Search code examples
traefikjaeger

Trying to set up distributed event tracing


I am trying to set up distributed event tracing throughout out microservice architecture.

Here is some preamble about our architecture:

  1. Traefik load balancer that forwards request to the appropriate backend service based on the route pathname.

  2. Frontend application on a "catchall" route that is served whenever a route is not caught by another microservice.

  3. Various backend services in node/dotnetcore listening on /api/<serviceName>

traefik is setup with the traceContextHeaderName set to "trace-id".

How I imagine this would work is that the frontend application receives a header "trace-id" from the load balancer with a value that can be used to "link" the spans together for requests that are related.

Example scenario:

When a customer loads attempts to sign in, they make a request for the web application, receive and render the HTML/CSS/JS, then the subsequent requests to /api/auth/login can be POSTed with the login data and the value of the "trace-id" header supplied by traefik. The backend service that handles the /api/auth/login endpoint can capture this "trace-id" header value and publish some spans to jaeger related to the work that it is doing to validate the user.

What is happening:

When the request is made for the frontend HTML, no "trace-id" header is received so any subsequent spans that are published are all considered individual traces and are not linked together.

traefik.toml:

...
[tracing]
 backend = "jaeger"
 serviceName = "traefik"
 spanNameLimit = 0
 [tracing.jaeger]
   samplingServerURL = "http://jaeger:5778/sampling"
   samplingType = "const"
   samplingParam = 1.0
   localAgentHostPort = "jaeger:6831"
   traceContextHeaderName = "trace-id"
...

I understand that StackOverflow is not a "code it for me" service. I am looking for guidance on what could possibly be going wrong as I am new to distributed event tracing.
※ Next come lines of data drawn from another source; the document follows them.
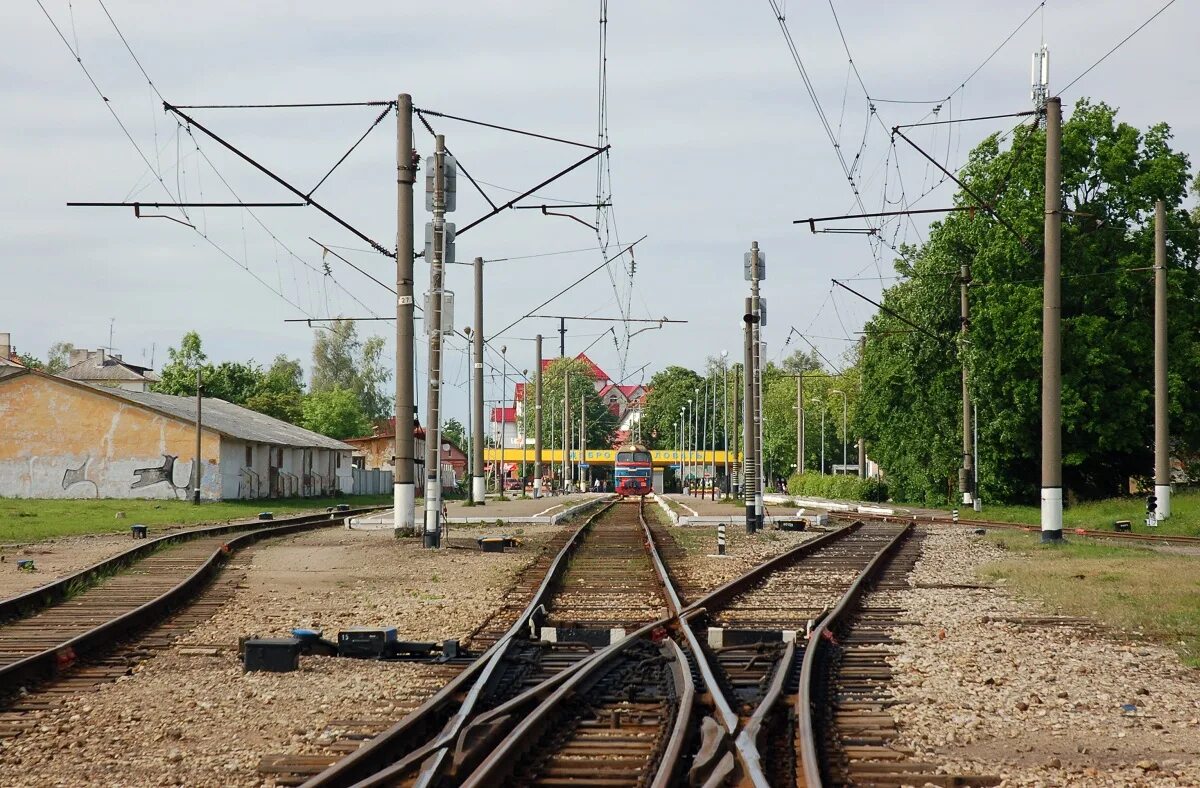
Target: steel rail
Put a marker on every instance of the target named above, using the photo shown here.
(437, 722)
(1091, 533)
(809, 756)
(55, 591)
(51, 662)
(503, 756)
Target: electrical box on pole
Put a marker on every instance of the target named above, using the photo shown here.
(449, 176)
(748, 266)
(447, 312)
(448, 236)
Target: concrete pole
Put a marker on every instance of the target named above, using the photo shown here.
(1162, 431)
(748, 416)
(862, 441)
(433, 426)
(739, 464)
(725, 414)
(823, 410)
(966, 474)
(1051, 331)
(478, 482)
(405, 479)
(697, 438)
(712, 433)
(567, 427)
(799, 423)
(501, 475)
(197, 475)
(525, 422)
(755, 379)
(537, 425)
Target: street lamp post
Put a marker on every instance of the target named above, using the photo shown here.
(695, 434)
(525, 423)
(725, 415)
(504, 419)
(844, 411)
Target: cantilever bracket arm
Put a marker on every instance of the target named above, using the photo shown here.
(307, 199)
(813, 222)
(591, 227)
(138, 214)
(516, 199)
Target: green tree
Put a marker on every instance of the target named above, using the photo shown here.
(601, 423)
(456, 433)
(30, 361)
(59, 358)
(336, 413)
(341, 360)
(670, 391)
(280, 391)
(178, 376)
(911, 411)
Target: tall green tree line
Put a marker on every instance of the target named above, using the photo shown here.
(911, 405)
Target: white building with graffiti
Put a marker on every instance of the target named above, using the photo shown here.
(69, 439)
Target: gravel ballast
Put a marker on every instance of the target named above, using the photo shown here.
(991, 684)
(191, 715)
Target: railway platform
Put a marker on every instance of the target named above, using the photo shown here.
(547, 510)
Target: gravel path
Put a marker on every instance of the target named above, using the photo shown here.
(1035, 703)
(191, 716)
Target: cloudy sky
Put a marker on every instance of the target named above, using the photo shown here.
(715, 143)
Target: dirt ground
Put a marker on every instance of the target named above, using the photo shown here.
(991, 684)
(191, 715)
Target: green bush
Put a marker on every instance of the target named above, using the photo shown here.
(847, 487)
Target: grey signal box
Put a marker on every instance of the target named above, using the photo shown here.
(447, 312)
(448, 236)
(747, 265)
(450, 175)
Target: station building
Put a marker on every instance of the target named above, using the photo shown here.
(63, 438)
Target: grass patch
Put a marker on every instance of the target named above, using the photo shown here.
(1138, 590)
(27, 519)
(1101, 515)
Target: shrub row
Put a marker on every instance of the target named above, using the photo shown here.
(846, 487)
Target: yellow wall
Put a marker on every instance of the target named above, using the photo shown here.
(606, 456)
(64, 440)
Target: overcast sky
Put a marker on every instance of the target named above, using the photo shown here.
(715, 143)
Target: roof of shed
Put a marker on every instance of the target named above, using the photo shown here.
(217, 415)
(231, 420)
(108, 368)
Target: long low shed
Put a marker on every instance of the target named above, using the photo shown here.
(67, 439)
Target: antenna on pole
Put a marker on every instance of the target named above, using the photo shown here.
(1039, 79)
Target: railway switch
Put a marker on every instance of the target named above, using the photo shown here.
(366, 643)
(274, 655)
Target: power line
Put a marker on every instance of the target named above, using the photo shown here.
(1120, 43)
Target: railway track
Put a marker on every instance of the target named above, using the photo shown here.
(605, 585)
(738, 687)
(945, 519)
(63, 632)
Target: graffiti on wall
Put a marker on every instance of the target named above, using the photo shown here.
(72, 476)
(163, 474)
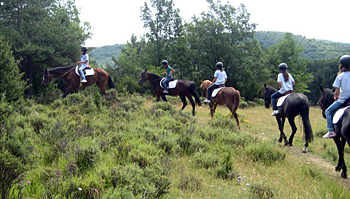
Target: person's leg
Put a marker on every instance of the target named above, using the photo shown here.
(273, 99)
(210, 90)
(165, 82)
(82, 72)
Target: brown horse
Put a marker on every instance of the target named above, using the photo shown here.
(227, 95)
(184, 88)
(100, 77)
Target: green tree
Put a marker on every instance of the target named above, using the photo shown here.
(11, 84)
(287, 51)
(44, 34)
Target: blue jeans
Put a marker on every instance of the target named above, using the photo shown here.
(168, 79)
(82, 67)
(273, 98)
(329, 114)
(210, 90)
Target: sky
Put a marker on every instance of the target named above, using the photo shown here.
(114, 21)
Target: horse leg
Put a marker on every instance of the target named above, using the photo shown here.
(184, 102)
(294, 130)
(280, 122)
(340, 143)
(192, 103)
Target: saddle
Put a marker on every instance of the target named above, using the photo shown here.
(88, 71)
(280, 100)
(171, 84)
(216, 91)
(339, 113)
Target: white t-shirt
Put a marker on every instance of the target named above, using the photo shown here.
(342, 81)
(286, 85)
(220, 77)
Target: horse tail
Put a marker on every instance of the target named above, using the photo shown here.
(304, 113)
(110, 82)
(193, 91)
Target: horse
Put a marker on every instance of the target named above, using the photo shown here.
(342, 128)
(227, 95)
(184, 88)
(295, 104)
(68, 74)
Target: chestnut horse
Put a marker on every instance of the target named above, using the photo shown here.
(342, 128)
(227, 95)
(100, 77)
(295, 104)
(184, 88)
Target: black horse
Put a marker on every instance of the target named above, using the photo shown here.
(184, 88)
(295, 104)
(342, 128)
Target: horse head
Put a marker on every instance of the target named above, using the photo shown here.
(326, 99)
(205, 85)
(47, 77)
(143, 77)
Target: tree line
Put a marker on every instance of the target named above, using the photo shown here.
(49, 34)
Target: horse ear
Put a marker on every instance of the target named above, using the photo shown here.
(321, 89)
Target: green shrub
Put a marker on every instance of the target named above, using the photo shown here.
(261, 191)
(264, 153)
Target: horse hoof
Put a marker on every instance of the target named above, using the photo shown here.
(305, 149)
(337, 169)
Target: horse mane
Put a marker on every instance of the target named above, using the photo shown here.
(60, 70)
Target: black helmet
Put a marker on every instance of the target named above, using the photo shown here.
(283, 66)
(219, 64)
(83, 49)
(164, 62)
(345, 60)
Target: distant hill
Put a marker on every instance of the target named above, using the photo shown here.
(313, 49)
(104, 54)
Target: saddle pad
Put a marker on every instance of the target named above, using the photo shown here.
(172, 84)
(88, 71)
(338, 114)
(281, 100)
(216, 91)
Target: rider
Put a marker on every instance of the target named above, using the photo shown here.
(220, 78)
(285, 82)
(84, 61)
(169, 75)
(342, 92)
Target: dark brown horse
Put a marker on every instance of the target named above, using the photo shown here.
(228, 95)
(295, 104)
(184, 88)
(342, 128)
(100, 77)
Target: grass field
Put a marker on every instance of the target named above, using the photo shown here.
(128, 146)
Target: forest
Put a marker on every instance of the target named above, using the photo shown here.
(43, 136)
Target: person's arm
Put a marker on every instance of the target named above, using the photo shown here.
(336, 93)
(172, 71)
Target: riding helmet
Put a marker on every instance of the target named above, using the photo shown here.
(283, 66)
(219, 64)
(345, 60)
(164, 62)
(83, 49)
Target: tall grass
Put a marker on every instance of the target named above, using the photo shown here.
(127, 146)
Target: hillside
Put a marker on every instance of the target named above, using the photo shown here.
(314, 49)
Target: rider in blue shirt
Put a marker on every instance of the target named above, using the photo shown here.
(342, 93)
(84, 61)
(169, 75)
(220, 78)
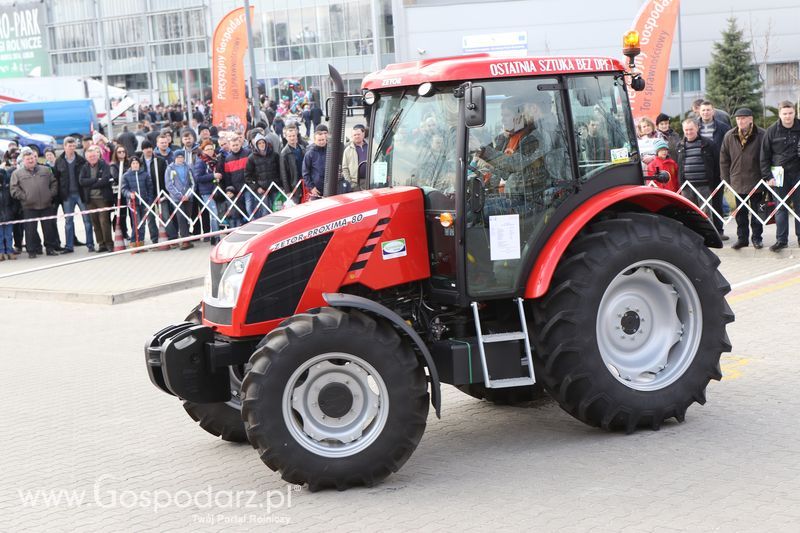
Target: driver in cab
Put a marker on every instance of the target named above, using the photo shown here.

I have tried googling and searching for answers but I have come to a dead end.

Any help/suggestions on where to look would be greatly appreciated.

Please let me know if I am barking up the wrong tree, approaching this incorrectly, or if my understanding of how the traceContextHeaderName should work is incorrect.


Solution

  • Ugh. I am an idiot.

    Here is what was going wrong for anyone else who might be stuck something like this:

    The frontend application is receiving a header, I was just looking in the wrong place.

    The request comes from the load balancer to the node frontend microservice which sends its response to the browser.

    I was checking the browser for the header, but the node frontend microservice was not forwarding this header to the browser.